The Cold War is over?

The traditional Cold War is over.  But obviously Russia has undertaken some steps to exert strong political influence over former parts of the Soviet Union, such as Georgia.  Poland and Romania have also recently received threats from Russia.

Obama’s concluding rhetorical strategy appears to qualify as an appeal to ridicule.  Romney supposedly should recognize that al Qaida represents America’s greatest geopolitical foe instead of Russia.  Romney’s position on threats to the United States, according to Mr. Obama’s argument, is so out of touch it is worthy of ridicule.

Mr. Obama’s argument consists of falsehoods and fallacies.

References

Kiely, Eugene. “False Claims in Final Debate.” FactCheck.org. The Annenberg Public Policy Center, 23 Oct. 2012. Web. 26 Oct. 2012.

Moorhead, Molly. “Obama: Romney Called Russia Our Top Geopolitical Threat.” PolitiFact. PolitiFact, 22 Oct. 2012. Web. 26 Oct. 2012.

Romney, Mitt. “Interview With Mitt Romney.” Interview by Wolf Blitzer. The Situation Room. CNN, 26 Mar. 2012. Web. 26 Oct. 2012.

Yellin, Jessica. “Obama Adds ‘al Qaeda’ Back to Stump Speech.” Web log post. CNN Political Ticker. CNN, 18 Oct. 2012. Web. 26 Oct. 2012.

Romney, Mitt. “Speech by Mitt Romney before the Virginia Military Institute.” Speech. Virginia Military Institute, Lexington. 9 Oct. 2012. Council on Foreign Relations.
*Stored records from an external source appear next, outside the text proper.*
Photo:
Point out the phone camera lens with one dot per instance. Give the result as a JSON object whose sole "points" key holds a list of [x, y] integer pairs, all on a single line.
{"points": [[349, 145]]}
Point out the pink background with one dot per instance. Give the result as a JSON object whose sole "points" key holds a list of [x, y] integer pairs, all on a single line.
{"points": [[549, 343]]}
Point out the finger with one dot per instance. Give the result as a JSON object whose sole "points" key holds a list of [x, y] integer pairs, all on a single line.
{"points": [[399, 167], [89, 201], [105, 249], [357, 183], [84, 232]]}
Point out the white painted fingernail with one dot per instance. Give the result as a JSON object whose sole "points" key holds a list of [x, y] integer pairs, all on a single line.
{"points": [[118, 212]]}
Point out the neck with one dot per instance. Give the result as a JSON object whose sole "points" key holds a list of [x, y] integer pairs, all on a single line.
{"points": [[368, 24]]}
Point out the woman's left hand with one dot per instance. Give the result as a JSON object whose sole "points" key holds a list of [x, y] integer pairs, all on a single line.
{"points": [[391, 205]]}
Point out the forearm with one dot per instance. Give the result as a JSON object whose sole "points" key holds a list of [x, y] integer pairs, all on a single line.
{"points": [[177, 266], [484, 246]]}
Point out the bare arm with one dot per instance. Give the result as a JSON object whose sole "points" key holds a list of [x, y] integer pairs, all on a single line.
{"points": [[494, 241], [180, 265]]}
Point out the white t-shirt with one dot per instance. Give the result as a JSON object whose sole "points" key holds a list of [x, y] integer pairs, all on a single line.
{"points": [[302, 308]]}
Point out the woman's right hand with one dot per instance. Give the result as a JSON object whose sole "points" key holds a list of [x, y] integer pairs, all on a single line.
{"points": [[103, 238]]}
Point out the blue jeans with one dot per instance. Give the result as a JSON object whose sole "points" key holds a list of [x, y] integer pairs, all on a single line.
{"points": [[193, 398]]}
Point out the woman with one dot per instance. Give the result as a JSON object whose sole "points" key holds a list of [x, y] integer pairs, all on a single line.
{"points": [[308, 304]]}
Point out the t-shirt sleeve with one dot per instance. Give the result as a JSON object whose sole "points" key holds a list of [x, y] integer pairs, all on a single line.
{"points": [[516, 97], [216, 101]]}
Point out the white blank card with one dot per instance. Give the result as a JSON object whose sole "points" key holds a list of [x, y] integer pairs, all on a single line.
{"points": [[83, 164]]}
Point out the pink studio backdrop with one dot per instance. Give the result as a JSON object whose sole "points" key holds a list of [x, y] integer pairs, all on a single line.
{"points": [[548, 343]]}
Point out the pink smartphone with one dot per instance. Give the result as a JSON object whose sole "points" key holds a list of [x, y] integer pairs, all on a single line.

Council on Foreign Relations, 9 Oct. 2012. Web. 26 Oct. 2012.

Fineren, Daniel. “Russia to Keep Georgia Territorially Divided: Saakashvili.” Reuters. Thomson Reuters, 22 Oct. 2012. Web. 27 Oct. 2012.

Waterfield, Bruno. “Russia Threatens Nato with Military Strikes over Missile Defence System.” The Telegraph. Telegraph Media Group, 03 May 2012. Web. 27 Oct. 2012.

Data Element: GEOPOLITICAL ENTITY NAME AND CODE.” U S Fish & Wildlife Service. Department of the Interior, 18 Jan. 2011. Web. 27 Oct. 2012.